2. Multimodal AI Agent

  • The agent operates as a "digital teammate." It doesn't just output text; it executes actions. For example, a user might say, "Export last month's deals and send them to the sales team." The agent then:
    1. Navigates to Salesforce.
    2. Filters deals by date.
    3. Exports the data.
    4. Opens Gmail.
    5. Composes and sends the email with the attachment.

3. Limitations & Oversight

  • Current reviews indicate that while impressive, the system requires supervision. Complex tasks may fail if the UI changes slightly or if ambiguity arises in the instruction. It is not yet a fully autonomous "set and forget" solution for high-stakes financial transactions.

GitHub & Open Source

The open-source community reflects the bifurcation of the Adept brand. While Synergis keeps its core IP proprietary, Adept Labs’ concepts are heavily discussed in agentic frameworks. Additionally, unrelated projects share the acronym.

Relevant Repositories & Activity

  • ADEPt-AI (Adverse Drug Effect Predictor)

    • Repo: ayobamiakomolafe/ADEPt-AI-
    • Description: An interesting outlier. This project uses AI to predict adverse drug effects. It iterates over thousands of combinations. While it shares the name, it is unrelated to the enterprise automation Adept Labs.
    • Stars: Low (Community project).
  • ADEPT: Agentic Discovery and Exploration Platform

    • Repo: pnnl/adept-agentic
    • Description: Developed by Pacific Northwest National Laboratory (PNNL). This is a three-tier secure framework for multi-agent scientific workflows. It supports 28+ MCP tools and 10 client interfaces. It uses declarative multi-LLM configuration.
    • Relevance: Demonstrates the academic and government interest in "Adept" style agentic discovery, though distinct from the commercial Adept Labs product.
  • adept_ai (Framework for Dynamic Agents)

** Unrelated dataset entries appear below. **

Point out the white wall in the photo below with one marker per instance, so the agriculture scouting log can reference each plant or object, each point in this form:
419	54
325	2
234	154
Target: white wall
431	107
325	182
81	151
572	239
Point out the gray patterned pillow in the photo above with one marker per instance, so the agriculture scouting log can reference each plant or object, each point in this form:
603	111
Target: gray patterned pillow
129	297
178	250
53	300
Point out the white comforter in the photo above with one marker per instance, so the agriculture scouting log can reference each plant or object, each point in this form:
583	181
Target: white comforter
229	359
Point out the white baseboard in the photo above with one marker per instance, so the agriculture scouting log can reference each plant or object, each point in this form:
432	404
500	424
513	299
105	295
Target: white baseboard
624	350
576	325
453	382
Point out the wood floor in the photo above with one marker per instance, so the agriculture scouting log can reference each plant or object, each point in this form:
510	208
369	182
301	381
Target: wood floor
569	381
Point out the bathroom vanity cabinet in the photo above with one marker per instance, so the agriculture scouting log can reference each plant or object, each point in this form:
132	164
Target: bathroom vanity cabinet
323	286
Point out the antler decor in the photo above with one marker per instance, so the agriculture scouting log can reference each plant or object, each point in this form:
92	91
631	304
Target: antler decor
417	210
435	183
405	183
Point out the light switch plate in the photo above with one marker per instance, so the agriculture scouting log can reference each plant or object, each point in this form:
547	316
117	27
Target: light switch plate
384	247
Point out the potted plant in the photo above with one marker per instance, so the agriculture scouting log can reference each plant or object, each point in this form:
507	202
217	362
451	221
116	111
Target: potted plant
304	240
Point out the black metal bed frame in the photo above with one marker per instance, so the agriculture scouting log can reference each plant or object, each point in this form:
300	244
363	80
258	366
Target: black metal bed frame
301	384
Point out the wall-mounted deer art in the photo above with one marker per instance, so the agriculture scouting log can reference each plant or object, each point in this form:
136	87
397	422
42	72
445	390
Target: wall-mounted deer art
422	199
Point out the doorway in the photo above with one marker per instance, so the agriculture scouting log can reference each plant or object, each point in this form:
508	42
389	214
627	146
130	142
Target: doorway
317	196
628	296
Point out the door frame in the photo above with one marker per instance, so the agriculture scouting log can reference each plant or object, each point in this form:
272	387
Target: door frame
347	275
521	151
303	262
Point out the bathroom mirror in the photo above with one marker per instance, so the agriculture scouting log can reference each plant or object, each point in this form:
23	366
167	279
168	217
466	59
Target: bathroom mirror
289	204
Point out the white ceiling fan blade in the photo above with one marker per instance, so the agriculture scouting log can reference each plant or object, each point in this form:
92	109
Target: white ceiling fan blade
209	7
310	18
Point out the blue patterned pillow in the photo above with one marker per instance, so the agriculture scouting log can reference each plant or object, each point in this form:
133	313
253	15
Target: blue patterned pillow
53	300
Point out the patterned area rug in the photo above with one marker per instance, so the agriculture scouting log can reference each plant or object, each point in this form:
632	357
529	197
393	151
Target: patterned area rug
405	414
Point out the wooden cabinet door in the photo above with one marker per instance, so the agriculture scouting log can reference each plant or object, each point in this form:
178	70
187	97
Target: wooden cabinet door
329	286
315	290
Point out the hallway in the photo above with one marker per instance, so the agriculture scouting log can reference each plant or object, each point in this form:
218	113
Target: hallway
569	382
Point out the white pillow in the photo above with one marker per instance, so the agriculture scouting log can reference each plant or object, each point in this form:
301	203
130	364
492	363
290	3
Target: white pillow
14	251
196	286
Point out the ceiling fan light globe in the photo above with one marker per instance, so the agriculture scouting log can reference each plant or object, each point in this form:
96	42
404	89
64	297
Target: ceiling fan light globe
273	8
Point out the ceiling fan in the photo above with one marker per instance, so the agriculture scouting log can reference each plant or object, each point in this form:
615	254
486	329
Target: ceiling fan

    • Repo: Finndersen/adept_ai
    • Description: Described as an abstraction layer between agent frameworks (like LangChain or AutoGen) and the context (tools, system prompts, resource data).
    • Relevance: Shows developers are building middleware to facilitate the kind of context-aware automation Adept Labs promises.
  • General Agentic Ecosystem Context

    • Developers looking to build similar "computer use" agents often look to the broader ecosystem. Key repos influencing this space include:
  • Hugging Face Organization

    • Profile: Hugging Face - AdeptAILabs
    • Activity: The organization profile exists, indicating they are sharing models or datasets with the community, aligning with their identity as an "ML research and product lab."

Getting Started — Code Examples

Since Adept Labs is in private beta and Synergis is a SaaS platform, there are no direct public SDKs for "Adept AI" in the traditional sense. However, we can demonstrate how to integrate Adept-style agentic workflows using the open-source tools that complement or compete with this technology.

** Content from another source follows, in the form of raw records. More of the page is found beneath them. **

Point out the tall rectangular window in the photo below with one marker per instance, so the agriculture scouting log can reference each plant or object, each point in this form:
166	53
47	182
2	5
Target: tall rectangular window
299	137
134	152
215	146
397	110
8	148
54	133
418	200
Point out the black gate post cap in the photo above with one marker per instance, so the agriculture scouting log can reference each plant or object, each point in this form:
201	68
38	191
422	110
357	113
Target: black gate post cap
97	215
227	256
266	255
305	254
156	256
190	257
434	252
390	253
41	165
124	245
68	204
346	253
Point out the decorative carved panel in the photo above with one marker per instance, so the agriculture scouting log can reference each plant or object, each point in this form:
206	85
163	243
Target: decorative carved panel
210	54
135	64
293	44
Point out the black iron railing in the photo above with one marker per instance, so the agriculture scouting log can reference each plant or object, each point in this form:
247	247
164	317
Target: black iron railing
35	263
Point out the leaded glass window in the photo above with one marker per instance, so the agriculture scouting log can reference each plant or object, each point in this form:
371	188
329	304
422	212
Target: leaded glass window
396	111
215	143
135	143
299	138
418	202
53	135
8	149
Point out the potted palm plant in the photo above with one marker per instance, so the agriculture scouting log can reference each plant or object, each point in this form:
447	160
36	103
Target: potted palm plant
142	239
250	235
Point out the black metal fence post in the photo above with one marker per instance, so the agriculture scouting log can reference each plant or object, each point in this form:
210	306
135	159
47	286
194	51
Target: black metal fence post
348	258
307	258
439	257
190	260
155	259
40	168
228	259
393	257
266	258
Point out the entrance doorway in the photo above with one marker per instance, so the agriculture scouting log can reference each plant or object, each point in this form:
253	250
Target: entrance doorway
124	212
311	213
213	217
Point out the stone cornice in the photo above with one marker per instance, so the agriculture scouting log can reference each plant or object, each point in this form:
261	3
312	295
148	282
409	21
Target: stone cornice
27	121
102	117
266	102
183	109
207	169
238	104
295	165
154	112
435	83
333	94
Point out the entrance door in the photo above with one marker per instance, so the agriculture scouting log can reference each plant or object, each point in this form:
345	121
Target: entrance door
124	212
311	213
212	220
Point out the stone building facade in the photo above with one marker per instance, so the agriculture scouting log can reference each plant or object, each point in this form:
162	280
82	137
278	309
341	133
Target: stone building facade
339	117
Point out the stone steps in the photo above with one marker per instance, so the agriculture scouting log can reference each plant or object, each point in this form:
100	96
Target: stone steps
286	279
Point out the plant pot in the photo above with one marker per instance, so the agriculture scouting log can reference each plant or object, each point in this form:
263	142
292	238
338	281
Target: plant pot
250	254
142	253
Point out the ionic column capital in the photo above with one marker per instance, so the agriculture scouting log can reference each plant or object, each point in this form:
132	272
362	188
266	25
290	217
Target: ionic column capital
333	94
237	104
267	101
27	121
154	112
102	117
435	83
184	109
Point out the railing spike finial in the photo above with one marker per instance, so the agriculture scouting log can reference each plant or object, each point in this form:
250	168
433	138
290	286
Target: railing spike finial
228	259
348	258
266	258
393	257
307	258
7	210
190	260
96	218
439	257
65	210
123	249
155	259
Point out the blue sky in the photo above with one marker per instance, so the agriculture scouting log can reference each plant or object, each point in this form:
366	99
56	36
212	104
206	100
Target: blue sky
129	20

Below are examples of how a developer would build a "Computer Use" agent today, which is the functional equivalent of what Adept Labs is offering.

Example 1: Building a UI-Interaction Agent with Composio and LangChain

This example simulates the "tool-agnostic" nature of Adept Labs by using Composio to connect a LangChain agent to external apps (like Gmail or Sheets) via standardized tools.

import os
from langchain_openai import ChatOpenAI
from langchain.agents import initialize_agent, AgentType
from composio_langchain import ComposioToolSet, App

# Initialize the LLM
llm = ChatOpenAI(model="gpt-4o", temperature=0)

# Initialize Composio Toolset
# This acts as the 'interface' layer, similar to how Adept Labs interacts with UIs
composio_toolset = ComposioToolSet()

# Get tools for specific apps (e.g., Gmail, Google Sheets)
tools = composio_toolset.get_tools(apps=[App.GMAIL, App.GOOGLE_SHEETS])

# Initialize the agent
agent = initialize_agent(
    tools=tools,
    llm=llm,
    agent=AgentType.CHAT_ZERO_SHOT_REACT_DESCRIPTION,
    verbose=True
)

# Run a task that mimics Adept's "Export deals and email them" workflow
task = """
1. Create a new row in my Google Sheet named 'Sales_Leads_Q3'.
2. Add the following data: Name='John Doe', Deal_Value='$5000'.
3. Send an email to john@example.com with the subject 'New Lead Added' and body 'Hi John, your lead has been logged.'
"""

response = agent.run(task)
print(response)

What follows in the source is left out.